Determination of Gillnet and Hook Selectivity for Caranx heberi Captured off Kanyakumari Coast of India

The larger carangids are most important fishery in the coast of Kanyakumari, Tamil Nadu. They are caught by large meshed gillnets and hooks in these region. However, there is no selectivity studies conducted on this fishery especially in this coast. The selectivity nature of every gear is important for managing the fishery as well as for conservation of resources. Large meshed gillnets having mesh sizes of 13.5 cm, 14 cm, 14.5 cm and 15 cm and Hooks No.5,6,7 and 8 were chosen for determining the  selectivity and  fishing  power  of  the  gears  to  capture  the  larger  carangid Caranx  heberi of Kanyakumari coast of India.

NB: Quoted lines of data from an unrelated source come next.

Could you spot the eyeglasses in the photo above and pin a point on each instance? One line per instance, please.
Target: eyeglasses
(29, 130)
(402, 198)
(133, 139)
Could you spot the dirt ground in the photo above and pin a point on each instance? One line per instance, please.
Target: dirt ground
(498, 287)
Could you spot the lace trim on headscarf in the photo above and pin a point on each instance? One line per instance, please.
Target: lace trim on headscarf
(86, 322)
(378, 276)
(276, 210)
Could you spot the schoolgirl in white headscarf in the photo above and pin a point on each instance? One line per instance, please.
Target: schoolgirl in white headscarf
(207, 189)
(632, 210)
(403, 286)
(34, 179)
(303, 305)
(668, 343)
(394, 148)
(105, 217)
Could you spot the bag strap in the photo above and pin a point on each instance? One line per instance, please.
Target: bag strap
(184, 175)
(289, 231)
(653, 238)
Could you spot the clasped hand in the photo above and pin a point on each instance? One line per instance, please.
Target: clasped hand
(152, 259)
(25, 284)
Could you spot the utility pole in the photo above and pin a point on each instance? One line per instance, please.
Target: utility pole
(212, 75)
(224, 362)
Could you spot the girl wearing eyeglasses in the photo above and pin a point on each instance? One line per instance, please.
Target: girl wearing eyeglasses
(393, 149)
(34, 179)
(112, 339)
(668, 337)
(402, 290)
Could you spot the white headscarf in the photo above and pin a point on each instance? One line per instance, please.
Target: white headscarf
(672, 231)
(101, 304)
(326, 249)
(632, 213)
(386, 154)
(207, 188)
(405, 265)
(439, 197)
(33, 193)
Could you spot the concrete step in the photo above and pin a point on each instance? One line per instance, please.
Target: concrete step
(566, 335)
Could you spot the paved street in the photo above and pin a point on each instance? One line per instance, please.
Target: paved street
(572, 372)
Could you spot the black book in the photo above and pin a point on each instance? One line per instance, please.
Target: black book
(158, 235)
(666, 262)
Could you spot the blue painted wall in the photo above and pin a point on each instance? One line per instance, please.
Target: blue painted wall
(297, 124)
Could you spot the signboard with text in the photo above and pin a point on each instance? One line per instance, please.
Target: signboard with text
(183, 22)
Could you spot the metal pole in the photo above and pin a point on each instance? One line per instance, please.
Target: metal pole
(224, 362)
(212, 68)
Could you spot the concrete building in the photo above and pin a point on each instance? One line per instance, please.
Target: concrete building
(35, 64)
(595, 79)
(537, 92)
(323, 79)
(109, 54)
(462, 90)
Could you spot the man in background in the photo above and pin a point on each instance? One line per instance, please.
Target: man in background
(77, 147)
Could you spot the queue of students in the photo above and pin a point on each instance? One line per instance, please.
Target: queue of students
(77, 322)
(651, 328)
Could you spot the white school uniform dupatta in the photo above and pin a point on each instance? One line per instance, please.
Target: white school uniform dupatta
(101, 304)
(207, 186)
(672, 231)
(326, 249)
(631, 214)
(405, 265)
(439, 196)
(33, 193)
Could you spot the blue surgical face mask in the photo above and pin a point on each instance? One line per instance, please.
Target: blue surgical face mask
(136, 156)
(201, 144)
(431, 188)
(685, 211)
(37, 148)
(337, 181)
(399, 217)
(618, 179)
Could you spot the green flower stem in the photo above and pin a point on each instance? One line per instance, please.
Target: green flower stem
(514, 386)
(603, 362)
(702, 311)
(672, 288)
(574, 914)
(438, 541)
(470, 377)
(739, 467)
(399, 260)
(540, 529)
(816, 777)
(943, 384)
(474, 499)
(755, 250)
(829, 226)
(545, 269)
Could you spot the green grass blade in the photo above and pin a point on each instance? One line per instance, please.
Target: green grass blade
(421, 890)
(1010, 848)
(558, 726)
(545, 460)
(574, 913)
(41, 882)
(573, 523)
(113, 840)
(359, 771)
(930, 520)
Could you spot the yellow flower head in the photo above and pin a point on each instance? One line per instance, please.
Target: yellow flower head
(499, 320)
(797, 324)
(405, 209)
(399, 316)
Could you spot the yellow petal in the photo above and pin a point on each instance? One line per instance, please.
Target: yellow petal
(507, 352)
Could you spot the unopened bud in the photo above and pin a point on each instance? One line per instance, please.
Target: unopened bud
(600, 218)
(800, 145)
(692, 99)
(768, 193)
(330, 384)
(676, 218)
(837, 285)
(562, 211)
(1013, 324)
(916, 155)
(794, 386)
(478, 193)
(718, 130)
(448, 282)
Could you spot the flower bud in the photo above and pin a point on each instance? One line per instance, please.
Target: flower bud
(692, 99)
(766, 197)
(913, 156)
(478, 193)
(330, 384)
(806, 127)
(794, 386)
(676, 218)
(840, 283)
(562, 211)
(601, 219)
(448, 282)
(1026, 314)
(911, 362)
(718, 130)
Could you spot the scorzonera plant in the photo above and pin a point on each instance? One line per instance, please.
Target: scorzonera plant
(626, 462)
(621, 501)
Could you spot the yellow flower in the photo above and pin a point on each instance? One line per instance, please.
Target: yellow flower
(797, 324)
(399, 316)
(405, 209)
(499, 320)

The catch data were analysed using the software GILLNET (Generalized Including Log-Linear N Estimation Technique) comprised of the methodology of SELECT (Share Each Length  Class  Total)  by  fitting  various  uni-normal  models  viz.,  normal  scale,  normal  location,  log-normal, gamma and bi-normal model. Models were tested using various selectivity parameters like Model Deviance, Dispersion Parameter and residual plots. Bi-normal model was found appropriate for gillnet catch data while normal location for hook catch data despite over dispersion was common in both the fits.  The  mesh  size  of  13.5  cm  and  hook  No.5  and  6  were  found  as optimum  size for capturing larger carangid C. heberi. Comparison of the selective effects of different gears is complex particularly between selective gears. Further, the mean size of fish caught from one gear to another gear varies due to various biological factors such as availability, abundance, age, sex, and size, or environmental factors such as fishing ground, depth, etc. Selection curves of gillnets and hooks of the present study are assumed as bell shaped multi-normal and uni-normal in nature respectively. In this study, hook selectivity data fit appropriately with uni-normal model despite it is complex in nature in general. It is also opined that fit may depend on models applied though it is normally influenced by biological  behavior  and  capturing  methods.  This  study  revealed  that  gillnet  yielded    obvious  size selection range  than hooks  in capturing larger carangid, C. heberi of the study area.